The exhibition, consisting of a film installation and sculptural installation, plays on the nature of information available, adding referents and expanding contexts to change its reading. The work plays with the potentiality, and tension between stability and instability.
The film on the Windell company, a curtain wall and blast enhanced glazing specialist that adapted their constructing processes to the changing nature of localised and worldwide terror threat, examines structural technologies that are latent, construction methods and online presence that fluctuates to fit the nature of contemporary threat. The sculptural installation is based on a conflict through planning permission for two opposing memorials directly beside one another in the main street of the town, played out through local media and the online planning portal. In this process, the bureaucratic paths in the planning process become a medium for protest, and the physical presence of two different monuments is not actually required.
Using the reassurance of a fixed and physical presence against the regulated yet fluctuating and unstable information online, how individual citizens relate to theoretical, monumental scale and input into public space, and segueing across historical and contemporary conflicts, the exhibition operates as unstable informative media in film, text, and sculpture.
Dorothy Hunter in conversation with Daniel Jewesbury and Dave Loder
23 February, 6- 7.30pm
Artist Dorothy Hunter is joined by artists Daniel Jewesbury and Dave Loder to discuss her practice and current exhibition ‘Anticipated fictions; monumental configurations’, on display at PS2 gallery 17 February – 3 March. The three artists share an interest in monumental forms and their ideological presence in the public space.
Dorothy Hunter is an artist and writer based in Belfast. Recent exhibitions include Still (The) Barbarians, EVA International 2016; Birth of a Nation, Ning-space, Beijing and Sanwei Art Center, Shanghai; Production CCA, Centre for Contemporary Art, Derry-Londonderry. She was art critic in residence at Studio Das Weisse Haus, Vienna in 2015, recipient of the production CCA grant in 2015 and recipient of the Visual artists Ireland/Digital Arts Studios residency award in 2014.
For more information about Dorothy Hunter see.
Mirjami Schuppert is a curator based in Belfast. She recently completed a practice-based PhD in curating at Belfast School of Art. Her research explored the critical potential of artistic interventions into photographic archives and the curator’s role in this process. Schuppert is interested in time and its cyclicality; how the past, present and future coexists in and through the works of art. In this note, she considers critical curatorial practice as an open, slowly evolving process that is willing to experiment and develop initiatives with unforeseen outcomes.

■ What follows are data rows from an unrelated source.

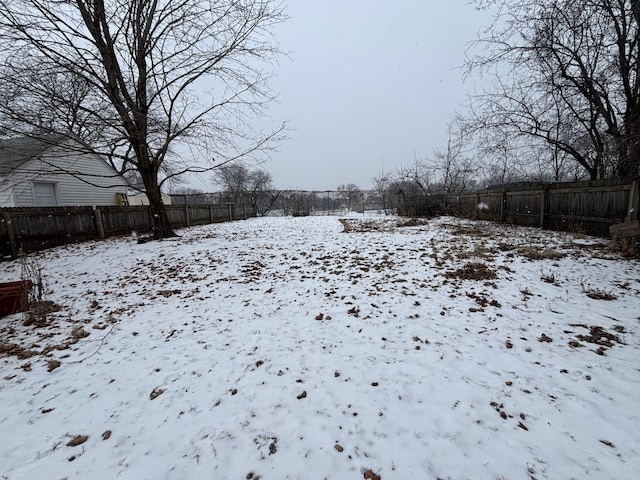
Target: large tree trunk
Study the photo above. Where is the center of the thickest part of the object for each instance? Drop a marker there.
(629, 149)
(160, 220)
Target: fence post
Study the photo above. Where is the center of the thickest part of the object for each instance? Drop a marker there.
(98, 218)
(11, 233)
(476, 210)
(634, 201)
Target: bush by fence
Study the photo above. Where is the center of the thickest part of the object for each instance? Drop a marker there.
(33, 229)
(590, 207)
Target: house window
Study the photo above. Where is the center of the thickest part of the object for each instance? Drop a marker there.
(45, 194)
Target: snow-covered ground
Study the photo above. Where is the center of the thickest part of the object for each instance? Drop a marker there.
(286, 348)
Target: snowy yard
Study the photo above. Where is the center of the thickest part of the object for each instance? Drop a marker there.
(286, 348)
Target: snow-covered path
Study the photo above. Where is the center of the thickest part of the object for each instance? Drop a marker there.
(286, 348)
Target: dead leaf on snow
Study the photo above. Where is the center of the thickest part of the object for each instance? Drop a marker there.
(77, 440)
(52, 365)
(156, 392)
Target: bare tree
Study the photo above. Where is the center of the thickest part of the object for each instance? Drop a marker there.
(143, 82)
(248, 187)
(351, 193)
(566, 75)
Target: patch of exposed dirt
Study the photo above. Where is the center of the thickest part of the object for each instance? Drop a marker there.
(473, 271)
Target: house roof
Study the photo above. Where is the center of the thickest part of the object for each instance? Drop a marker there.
(17, 150)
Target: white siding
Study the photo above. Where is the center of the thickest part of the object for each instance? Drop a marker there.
(81, 179)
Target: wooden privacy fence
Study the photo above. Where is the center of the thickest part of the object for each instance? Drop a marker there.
(33, 229)
(589, 207)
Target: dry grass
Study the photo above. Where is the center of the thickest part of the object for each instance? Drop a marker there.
(473, 271)
(533, 252)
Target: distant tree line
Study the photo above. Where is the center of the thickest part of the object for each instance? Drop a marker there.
(561, 100)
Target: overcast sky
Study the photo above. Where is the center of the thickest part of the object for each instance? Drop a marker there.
(369, 85)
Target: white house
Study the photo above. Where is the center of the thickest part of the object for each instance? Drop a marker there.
(55, 171)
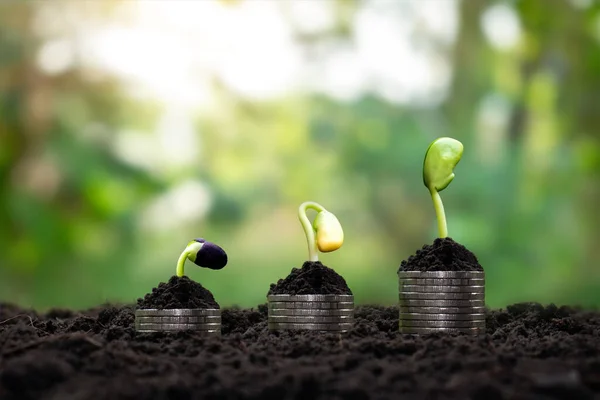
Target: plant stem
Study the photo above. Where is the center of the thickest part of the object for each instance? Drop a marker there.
(439, 211)
(192, 248)
(313, 253)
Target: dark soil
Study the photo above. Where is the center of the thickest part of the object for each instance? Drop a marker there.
(312, 278)
(443, 255)
(178, 293)
(529, 352)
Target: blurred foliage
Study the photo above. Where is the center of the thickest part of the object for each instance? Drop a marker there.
(73, 212)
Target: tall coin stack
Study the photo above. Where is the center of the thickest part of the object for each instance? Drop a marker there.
(315, 312)
(207, 322)
(444, 301)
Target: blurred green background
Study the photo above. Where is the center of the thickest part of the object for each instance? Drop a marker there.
(129, 128)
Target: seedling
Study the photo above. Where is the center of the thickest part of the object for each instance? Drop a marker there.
(440, 159)
(202, 253)
(329, 233)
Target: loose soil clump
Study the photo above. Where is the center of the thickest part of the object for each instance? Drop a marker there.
(312, 278)
(443, 255)
(178, 293)
(529, 351)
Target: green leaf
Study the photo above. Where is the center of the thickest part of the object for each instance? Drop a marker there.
(440, 159)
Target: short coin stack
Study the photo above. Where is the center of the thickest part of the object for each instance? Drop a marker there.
(445, 301)
(205, 321)
(315, 312)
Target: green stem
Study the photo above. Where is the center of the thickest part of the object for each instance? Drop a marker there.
(441, 215)
(191, 249)
(313, 253)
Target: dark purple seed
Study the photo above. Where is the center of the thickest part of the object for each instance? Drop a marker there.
(210, 256)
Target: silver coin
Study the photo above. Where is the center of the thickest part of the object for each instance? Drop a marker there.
(311, 297)
(442, 310)
(443, 274)
(310, 320)
(319, 305)
(177, 327)
(180, 320)
(441, 303)
(424, 331)
(441, 324)
(310, 312)
(441, 317)
(441, 289)
(213, 332)
(443, 282)
(309, 327)
(441, 296)
(177, 312)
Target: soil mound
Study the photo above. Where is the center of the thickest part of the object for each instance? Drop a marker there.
(443, 255)
(178, 293)
(312, 278)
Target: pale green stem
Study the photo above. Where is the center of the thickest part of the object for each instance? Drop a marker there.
(313, 253)
(439, 211)
(191, 248)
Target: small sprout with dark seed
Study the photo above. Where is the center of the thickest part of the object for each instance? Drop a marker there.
(202, 253)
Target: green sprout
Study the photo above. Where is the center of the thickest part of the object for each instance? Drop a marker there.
(328, 229)
(440, 159)
(202, 253)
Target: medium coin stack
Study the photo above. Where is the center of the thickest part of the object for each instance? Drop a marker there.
(315, 312)
(445, 301)
(204, 321)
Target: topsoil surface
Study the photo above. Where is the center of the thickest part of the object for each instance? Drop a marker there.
(312, 278)
(178, 293)
(528, 352)
(443, 255)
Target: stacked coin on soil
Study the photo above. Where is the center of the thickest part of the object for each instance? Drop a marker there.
(204, 321)
(448, 301)
(315, 312)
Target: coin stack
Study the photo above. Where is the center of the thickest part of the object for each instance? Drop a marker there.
(204, 321)
(315, 312)
(445, 301)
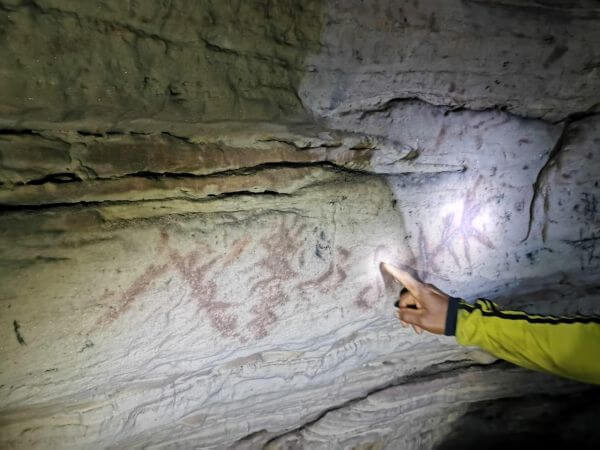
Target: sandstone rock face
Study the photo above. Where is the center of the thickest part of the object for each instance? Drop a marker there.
(196, 197)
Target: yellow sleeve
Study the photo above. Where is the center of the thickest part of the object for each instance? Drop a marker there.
(565, 346)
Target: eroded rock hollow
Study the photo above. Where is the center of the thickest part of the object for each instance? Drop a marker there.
(196, 196)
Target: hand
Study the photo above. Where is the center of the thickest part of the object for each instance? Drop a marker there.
(422, 305)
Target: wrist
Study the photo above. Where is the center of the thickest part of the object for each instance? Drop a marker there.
(451, 314)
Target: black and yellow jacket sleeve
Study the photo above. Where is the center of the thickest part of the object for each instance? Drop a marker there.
(566, 346)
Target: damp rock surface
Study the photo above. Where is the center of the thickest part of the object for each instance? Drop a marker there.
(196, 196)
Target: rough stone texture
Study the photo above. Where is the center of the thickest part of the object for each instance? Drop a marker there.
(196, 196)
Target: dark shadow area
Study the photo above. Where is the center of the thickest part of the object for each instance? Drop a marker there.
(540, 421)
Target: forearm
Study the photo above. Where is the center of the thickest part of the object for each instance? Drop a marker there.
(566, 346)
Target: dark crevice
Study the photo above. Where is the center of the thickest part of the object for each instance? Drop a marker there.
(248, 170)
(435, 371)
(7, 208)
(55, 178)
(17, 327)
(18, 132)
(551, 161)
(242, 193)
(89, 133)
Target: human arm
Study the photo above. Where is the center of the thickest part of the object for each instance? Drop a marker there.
(565, 346)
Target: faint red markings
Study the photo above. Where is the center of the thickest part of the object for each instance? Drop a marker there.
(344, 255)
(368, 297)
(139, 285)
(452, 229)
(283, 249)
(197, 274)
(361, 299)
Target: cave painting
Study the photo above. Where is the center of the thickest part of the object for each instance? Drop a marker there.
(198, 270)
(274, 271)
(458, 224)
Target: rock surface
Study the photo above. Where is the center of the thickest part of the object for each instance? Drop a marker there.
(196, 197)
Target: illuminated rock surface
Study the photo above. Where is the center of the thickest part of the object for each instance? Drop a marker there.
(196, 196)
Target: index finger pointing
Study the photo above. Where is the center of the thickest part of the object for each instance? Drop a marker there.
(407, 280)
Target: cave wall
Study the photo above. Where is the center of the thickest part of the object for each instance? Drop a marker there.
(196, 196)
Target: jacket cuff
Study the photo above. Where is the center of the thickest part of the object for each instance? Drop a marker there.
(450, 329)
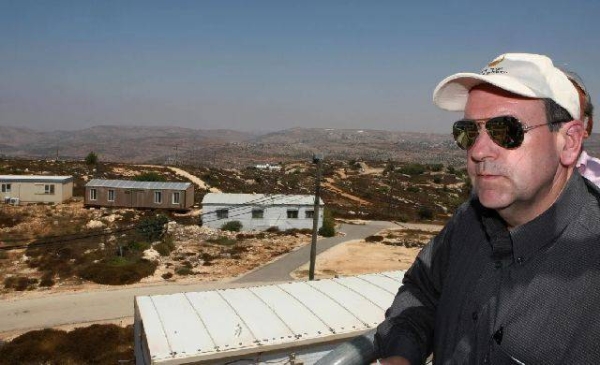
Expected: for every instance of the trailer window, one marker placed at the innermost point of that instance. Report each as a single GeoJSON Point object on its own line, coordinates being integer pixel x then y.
{"type": "Point", "coordinates": [49, 189]}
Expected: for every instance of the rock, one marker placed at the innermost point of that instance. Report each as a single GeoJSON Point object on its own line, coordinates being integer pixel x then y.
{"type": "Point", "coordinates": [151, 255]}
{"type": "Point", "coordinates": [94, 224]}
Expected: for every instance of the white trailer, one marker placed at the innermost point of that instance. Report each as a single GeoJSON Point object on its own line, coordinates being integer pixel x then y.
{"type": "Point", "coordinates": [290, 323]}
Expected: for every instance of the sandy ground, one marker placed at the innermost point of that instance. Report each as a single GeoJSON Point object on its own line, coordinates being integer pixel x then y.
{"type": "Point", "coordinates": [359, 257]}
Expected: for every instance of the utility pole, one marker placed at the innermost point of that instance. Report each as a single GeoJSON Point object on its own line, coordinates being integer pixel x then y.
{"type": "Point", "coordinates": [317, 159]}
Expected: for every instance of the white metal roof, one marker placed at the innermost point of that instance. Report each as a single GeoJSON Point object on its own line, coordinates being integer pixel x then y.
{"type": "Point", "coordinates": [258, 199]}
{"type": "Point", "coordinates": [226, 322]}
{"type": "Point", "coordinates": [35, 178]}
{"type": "Point", "coordinates": [130, 184]}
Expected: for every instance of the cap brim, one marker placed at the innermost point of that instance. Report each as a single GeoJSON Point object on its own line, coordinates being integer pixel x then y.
{"type": "Point", "coordinates": [452, 92]}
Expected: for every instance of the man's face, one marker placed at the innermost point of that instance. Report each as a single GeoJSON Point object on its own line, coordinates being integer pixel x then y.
{"type": "Point", "coordinates": [519, 183]}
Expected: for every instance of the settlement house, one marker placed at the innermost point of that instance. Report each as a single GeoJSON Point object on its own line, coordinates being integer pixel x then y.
{"type": "Point", "coordinates": [139, 194]}
{"type": "Point", "coordinates": [260, 211]}
{"type": "Point", "coordinates": [17, 189]}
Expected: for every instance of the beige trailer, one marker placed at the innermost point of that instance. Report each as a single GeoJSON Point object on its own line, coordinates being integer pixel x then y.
{"type": "Point", "coordinates": [16, 189]}
{"type": "Point", "coordinates": [139, 194]}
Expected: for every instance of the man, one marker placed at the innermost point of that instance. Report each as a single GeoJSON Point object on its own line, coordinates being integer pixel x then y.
{"type": "Point", "coordinates": [588, 166]}
{"type": "Point", "coordinates": [514, 277]}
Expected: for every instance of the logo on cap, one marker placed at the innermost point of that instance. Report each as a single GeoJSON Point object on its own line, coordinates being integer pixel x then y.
{"type": "Point", "coordinates": [496, 61]}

Schuppert has curated internationally, including exhibitions ‘Contacts from the archive’ (Belfast Exposed, Belfast, 2010), ‘World’s End’ (OKK|Raum29, Berlin, 2013), ‘Glimpses of the Unattainable’ (Finnish Museum of Photography, Helsinki, 2014, ‘How to Show?’ exhibition and residency project (Berlin, 2014), and Archive Play (Golden Thread Gallery, Belfast, 2014). She has co-edited as well as contributed to art publications. She is a member of Ulster Research Salon, and co-founder of EGFK, European Society for Art and Research.